Herbalife, Unicity... who knows what else...
Posted: Fri Aug 01, 2014 6:52 pm
Can we take a moment to discuss these scam companies coming to leach the money out of a now developing middle class? And yes, to the organizers of these organizations, I just called you a scam. Please try to sue me... it would be comical. There are endless mathematical formulas that show why yours is a doomed system for any but the elite that are on top of the pyramid. And selling a product doesn't make it not a pyramid... despite what US law says.
On to the discussion... I have heard countless reports of Khmer people getting suckered by these companies. And not the nouveau riche Khmers, who can absorb such a thing and move on, but the subsistence farming families/etc... apparently a common scheme is to approach university students before or as they graduate (the one member of the family that the whole family chipped in to send to school so they could have a brighter future) and offer them these amazing "jobs". They glamour them with fancy cars, nice suits, sharp haircuts, lots of expensive jewelry... and tell them all of this could be theirs as well, if they make the investment. The students eat it up, as that's what supposed to happen after university right? A nice new job earning good money? They go home and tell the family about this great new job, who then sell off the buffalo and their motorbike to make it happen, and the jackass that approached them walks away laughing (with their money in his pocket) as they fail to sell products nobody wants and everyone else they know is trying to sell as well.
While the ideal solution to this would be a government intervention, I find it highly unlikely. For one too many first world countries have failed to step in via one loophole or another (like the product loophole), and even if that were not the case these guys DO have money (that they leached off of Khmers, or the poor/middle class in some other country before setting their sights on this one) and can pay the needed bribes to not be bothered.
The second most ideal solution, to my mind, is education. Spreading the word to the Khmer that it's a scam and how it fails to work/etc. But honestly I don't see that working well either. People in western countries fall for this shit all of the time... and they SHOULD know better. These salesmen are slick though.
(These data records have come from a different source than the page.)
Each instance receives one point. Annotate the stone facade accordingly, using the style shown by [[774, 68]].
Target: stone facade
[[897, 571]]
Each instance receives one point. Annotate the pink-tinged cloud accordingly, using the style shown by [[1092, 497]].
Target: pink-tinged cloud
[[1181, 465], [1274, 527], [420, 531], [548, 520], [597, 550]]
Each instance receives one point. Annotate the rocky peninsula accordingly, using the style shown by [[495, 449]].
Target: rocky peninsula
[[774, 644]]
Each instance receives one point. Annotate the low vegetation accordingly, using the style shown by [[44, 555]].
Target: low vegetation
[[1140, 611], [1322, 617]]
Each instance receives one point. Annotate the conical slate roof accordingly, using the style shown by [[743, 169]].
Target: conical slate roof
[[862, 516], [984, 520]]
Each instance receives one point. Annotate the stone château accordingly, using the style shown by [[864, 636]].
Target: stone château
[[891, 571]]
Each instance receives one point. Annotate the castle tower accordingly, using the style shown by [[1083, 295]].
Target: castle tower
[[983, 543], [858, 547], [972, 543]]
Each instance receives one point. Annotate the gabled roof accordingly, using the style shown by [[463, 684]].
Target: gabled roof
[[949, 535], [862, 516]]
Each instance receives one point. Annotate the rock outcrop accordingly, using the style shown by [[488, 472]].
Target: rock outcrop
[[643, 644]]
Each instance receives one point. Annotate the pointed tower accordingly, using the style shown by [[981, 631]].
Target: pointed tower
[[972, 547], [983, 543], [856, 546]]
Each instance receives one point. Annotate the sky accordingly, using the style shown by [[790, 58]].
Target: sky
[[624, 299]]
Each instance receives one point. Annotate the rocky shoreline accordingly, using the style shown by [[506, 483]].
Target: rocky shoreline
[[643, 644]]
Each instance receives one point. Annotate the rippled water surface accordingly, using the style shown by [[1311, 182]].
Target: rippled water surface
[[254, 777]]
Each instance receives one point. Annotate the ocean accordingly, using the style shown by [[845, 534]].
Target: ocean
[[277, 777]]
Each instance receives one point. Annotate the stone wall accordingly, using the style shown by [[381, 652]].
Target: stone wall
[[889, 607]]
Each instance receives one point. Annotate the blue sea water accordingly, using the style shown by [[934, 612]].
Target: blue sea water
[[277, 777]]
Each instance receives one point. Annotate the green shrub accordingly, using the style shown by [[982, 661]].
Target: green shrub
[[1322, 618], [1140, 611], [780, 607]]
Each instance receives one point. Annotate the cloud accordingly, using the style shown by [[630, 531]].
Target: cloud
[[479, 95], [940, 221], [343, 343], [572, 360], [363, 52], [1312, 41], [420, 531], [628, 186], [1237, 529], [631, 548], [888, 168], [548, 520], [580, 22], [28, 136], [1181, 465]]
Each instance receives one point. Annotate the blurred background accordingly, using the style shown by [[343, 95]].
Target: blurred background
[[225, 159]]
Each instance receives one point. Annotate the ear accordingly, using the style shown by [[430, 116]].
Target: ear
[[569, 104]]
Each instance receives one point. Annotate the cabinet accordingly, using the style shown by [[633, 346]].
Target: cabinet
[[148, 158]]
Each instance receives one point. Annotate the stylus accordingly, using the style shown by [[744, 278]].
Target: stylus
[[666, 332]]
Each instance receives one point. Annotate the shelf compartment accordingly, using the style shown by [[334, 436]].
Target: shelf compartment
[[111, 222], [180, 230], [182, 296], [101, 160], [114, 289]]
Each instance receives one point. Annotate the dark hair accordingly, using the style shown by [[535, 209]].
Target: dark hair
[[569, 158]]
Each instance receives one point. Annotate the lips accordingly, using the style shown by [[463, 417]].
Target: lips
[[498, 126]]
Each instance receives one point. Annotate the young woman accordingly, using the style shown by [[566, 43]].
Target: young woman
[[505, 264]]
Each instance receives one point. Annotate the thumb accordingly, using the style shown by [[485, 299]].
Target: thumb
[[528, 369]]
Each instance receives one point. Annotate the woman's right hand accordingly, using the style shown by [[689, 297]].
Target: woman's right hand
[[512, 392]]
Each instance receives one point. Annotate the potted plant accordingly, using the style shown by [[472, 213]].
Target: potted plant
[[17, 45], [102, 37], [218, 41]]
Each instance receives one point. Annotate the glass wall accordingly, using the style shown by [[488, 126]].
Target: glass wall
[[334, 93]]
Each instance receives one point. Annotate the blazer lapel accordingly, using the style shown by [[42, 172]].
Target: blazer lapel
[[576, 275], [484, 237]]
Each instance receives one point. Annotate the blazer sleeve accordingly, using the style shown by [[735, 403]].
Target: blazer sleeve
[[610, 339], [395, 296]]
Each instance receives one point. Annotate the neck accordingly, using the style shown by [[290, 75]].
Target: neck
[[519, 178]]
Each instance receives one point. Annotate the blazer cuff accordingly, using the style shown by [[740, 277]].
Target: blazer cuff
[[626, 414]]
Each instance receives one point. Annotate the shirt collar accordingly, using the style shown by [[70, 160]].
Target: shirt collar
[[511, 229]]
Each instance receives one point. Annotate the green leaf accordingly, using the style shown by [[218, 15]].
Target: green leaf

The next solution isn't really ideal at all... but could potentially work. Scare them. As in expats who give a shit about the country and its people give these guys a nice spook at one of their "rallies". Join it and really lay into them while they're on stage/etc making them look like the degenerate scum they are. Continue it any time they have one, rotating people so they can't ban it. Maybe even figure out where they drink and have some more colorful words with them in private expressing how we feel about what they're doing to the people here. I don't know... I just think these guys need to get their tree shaken a little bit.
Open for other suggestions/input. Will be interesting to see what HotRecruiter has to say on it, as at one point at least his job was about selling hopeless dreams to people as well. Seems like he's moved onto other products now though... presumably legit ones from the sound of it.
On to the discussion... I have heard countless reports of Khmer people getting suckered by these companies. And not the nouveau riche Khmers, who can absorb such a thing and move on, but the subsistence farming families/etc... apparently a common scheme is to approach university students before or as they graduate (the one member of the family that the whole family chipped in to send to school so they could have a brighter future) and offer them these amazing "jobs". They glamour them with fancy cars, nice suits, sharp haircuts, lots of expensive jewelry... and tell them all of this could be theirs as well, if they make the investment. The students eat it up, as that's what supposed to happen after university right? A nice new job earning good money? They go home and tell the family about this great new job, who then sell off the buffalo and their motorbike to make it happen, and the jackass that approached them walks away laughing (with their money in his pocket) as they fail to sell products nobody wants and everyone else they know is trying to sell as well.
While the ideal solution to this would be a government intervention, I find it highly unlikely. For one too many first world countries have failed to step in via one loophole or another (like the product loophole), and even if that were not the case these guys DO have money (that they leached off of Khmers, or the poor/middle class in some other country before setting their sights on this one) and can pay the needed bribes to not be bothered.
The second most ideal solution, to my mind, is education. Spreading the word to the Khmer that it's a scam and how it fails to work/etc. But honestly I don't see that working well either. People in western countries fall for this shit all of the time... and they SHOULD know better. These salesmen are slick though.
The next solution isn't really ideal at all... but could potentially work. Scare them. As in expats who give a shit about the country and its people give these guys a nice spook at one of their "rallies". Join it and really lay into them while they're on stage/etc making them look like the degenerate scum they are. Continue it any time they have one, rotating people so they can't ban it. Maybe even figure out where they drink and have some more colorful words with them in private expressing how we feel about what they're doing to the people here. I don't know... I just think these guys need to get their tree shaken a little bit.
Open for other suggestions/input. Will be interesting to see what HotRecruiter has to say on it, as at one point at least his job was about selling hopeless dreams to people as well. Seems like he's moved onto other products now though... presumably legit ones from the sound of it.